L’urgence est un mot qui sied à notre modernité impatiente. Il y a dans l’urgence une fuite de soi, une précipitation au sens où l’on parle en chimie d’un précipité. On se perd dans l’urgence, mais peut-être veut-on y oublier l’essentiel. Cette urgence s’exprime par une boulimie à vouloir tout voir, tout faire, comme si la vie réussie consistait à stocker, emmagasiner la plus grand quantité d’impressions – car, dans ce cas, on n’ose pas parler d’expériences vécues – : les cent lieux qu’il faut avoir visités, les cent livres qu’il faut avoir lus. Illusion consumériste. Règne de la quantité. Vite, avant qu’il ne soit trop tard. Quel est ce trop tard ?
L’urgence est généralement grégaire, un emballement collectif, le plus souvent velléitaire. Nous choisissons nos urgences. L’important ou l’essentiel ? Il est des urgences qui ne se voient pas et qu’on ne veut pas voir, comme l’urgence climatique.
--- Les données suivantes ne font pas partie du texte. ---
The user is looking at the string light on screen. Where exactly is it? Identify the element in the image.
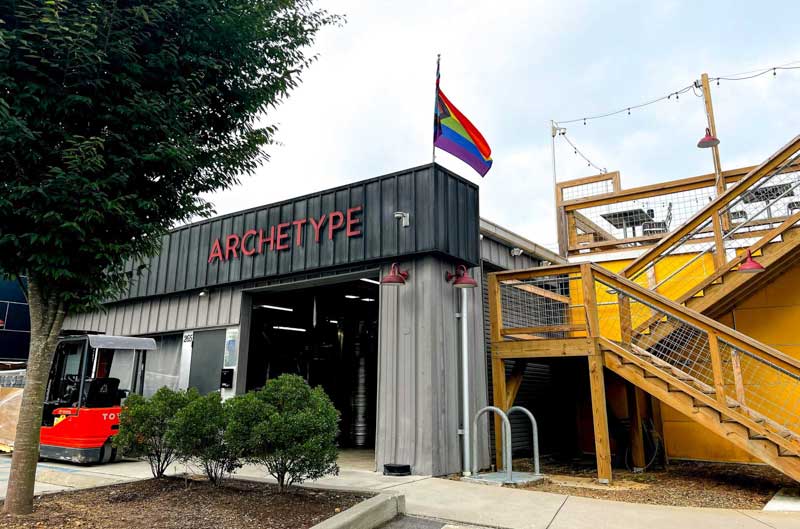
[552,61,800,182]
[555,83,694,125]
[558,129,608,174]
[554,61,800,125]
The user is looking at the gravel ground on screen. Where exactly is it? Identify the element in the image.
[514,459,797,510]
[0,478,365,529]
Et, dans ce cas, même si les experts parlent à juste titre d’urgence, pour la planète et l’humanité en danger, nous refusons l’injonction. Immaturité des sociétés démocratiques. Faudra-t-il un jour pleurer, quand l’état d’urgence sera déclaré avec son cortège de restrictions et de privations de liberté ?
On parle d’urgence absolue.
Réponse immédiate, l’urgence est souvent velléitaire. Elle ne peut durer. Saint-Exupéry raconte fort bien quand il décrit la débâcle de mai 1940 : « Et je sens partout une urgence usée, une urgence qui a renoncé à l’urgence. On fuit, à l’allure de cinq kilomètres par jour, des tanks qui progressent, à travers champs, de plus de cent kilomètres, et des avions qui se déplacent à six cents kilomètres-heure. […] C’est urgent. Et cela ne l’est plus. C’est suspendu entre l’urgence et l’éternité.” (Antoine de Saint-Exupéry, Pilote de guerre, XVI, 1942)
Les Anglais traduisent urgence par emergency, cas de nécessité, de crise, de force majeure.